Ferdinand Theodor Martin Schauß (25 September 1867, Berlin - 24 January 1927, Berlin) was a German sculptor and medallist.

== Life and work ==
He was born to the merchant, Charles Emile Schauß (1834-1875) and his wife, Amelie Pauline Marie, née. Weiss (1846–1931). The portrait painter, Ferdinand Schauß, was his uncle. He initially served an apprenticeship at the Royal Porcelain Factory then, from 1888 to 1891, he studied sculpture at the Academy of Arts, with Fritz Schaper and Ernst Herter. This was followed by studies in Paris, from 1892 to 1895, with the medallists, Henri Chapu and Denys Puech, at the Académie Julian.

Back in Berlin, he worked at the porcelain factory for a year. In 1897, he won the "Grand State Prize" from the Prussian Academy of Arts and went to the Villa Strohl-Fern in Rome, where he spent a year and a half. After 1899, he worked as a freelance sculptor in Berlin's Schöneberg district. In 1900, he became a member of the Freemasons lodge, "Zum goldenen Pflug" (golden plow).

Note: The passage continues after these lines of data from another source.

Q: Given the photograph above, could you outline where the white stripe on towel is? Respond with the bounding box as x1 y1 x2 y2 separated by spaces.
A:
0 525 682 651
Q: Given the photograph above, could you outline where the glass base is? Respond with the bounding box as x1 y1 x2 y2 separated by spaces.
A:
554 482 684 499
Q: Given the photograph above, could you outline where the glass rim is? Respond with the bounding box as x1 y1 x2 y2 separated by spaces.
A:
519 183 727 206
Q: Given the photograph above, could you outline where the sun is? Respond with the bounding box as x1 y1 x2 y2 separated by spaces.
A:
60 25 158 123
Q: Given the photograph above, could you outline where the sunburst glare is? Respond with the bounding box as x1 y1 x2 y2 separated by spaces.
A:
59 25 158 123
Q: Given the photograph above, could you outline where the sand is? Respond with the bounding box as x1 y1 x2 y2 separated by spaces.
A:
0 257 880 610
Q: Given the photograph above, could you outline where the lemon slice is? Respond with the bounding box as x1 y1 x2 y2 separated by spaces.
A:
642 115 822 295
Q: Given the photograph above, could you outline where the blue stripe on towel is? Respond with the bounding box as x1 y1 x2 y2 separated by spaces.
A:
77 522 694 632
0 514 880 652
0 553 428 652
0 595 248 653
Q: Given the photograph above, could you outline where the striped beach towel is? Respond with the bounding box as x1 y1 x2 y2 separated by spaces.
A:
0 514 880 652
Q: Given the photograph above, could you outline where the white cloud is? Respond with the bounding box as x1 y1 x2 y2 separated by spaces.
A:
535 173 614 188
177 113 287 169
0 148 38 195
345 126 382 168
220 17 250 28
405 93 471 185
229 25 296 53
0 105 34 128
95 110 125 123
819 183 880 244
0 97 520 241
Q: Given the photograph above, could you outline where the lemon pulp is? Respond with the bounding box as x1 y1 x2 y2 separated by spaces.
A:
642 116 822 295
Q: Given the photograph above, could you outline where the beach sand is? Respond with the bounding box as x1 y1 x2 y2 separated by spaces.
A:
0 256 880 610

Since 1893, he had been showing his works at the Great Berlin Art Exhibition, and was elected to their "Admissions and Arrangement Commission" in 1905. Two years later, they presented a small retrospective of his sculptures and he received the "Gold Medal for Art" from Kaiser Wilhelm II. In 1915, he was elected Second Secretary to the board of the Berlin Sculptors' Association.

He was a supporter of polychrome sculpture, an idea being promoted by Georg Treu, and made several attempts to use colored materials; especially tinted wax. His efforts were later described as "technically valuable".

In 1905, he married Antonie Anna Hermine Kaysel (1881-1974), daughter of the politician, Otto Kaysel, and sister of the painter Ottilie Kaysel. They had two children. The marriage ended in divorce in 1918.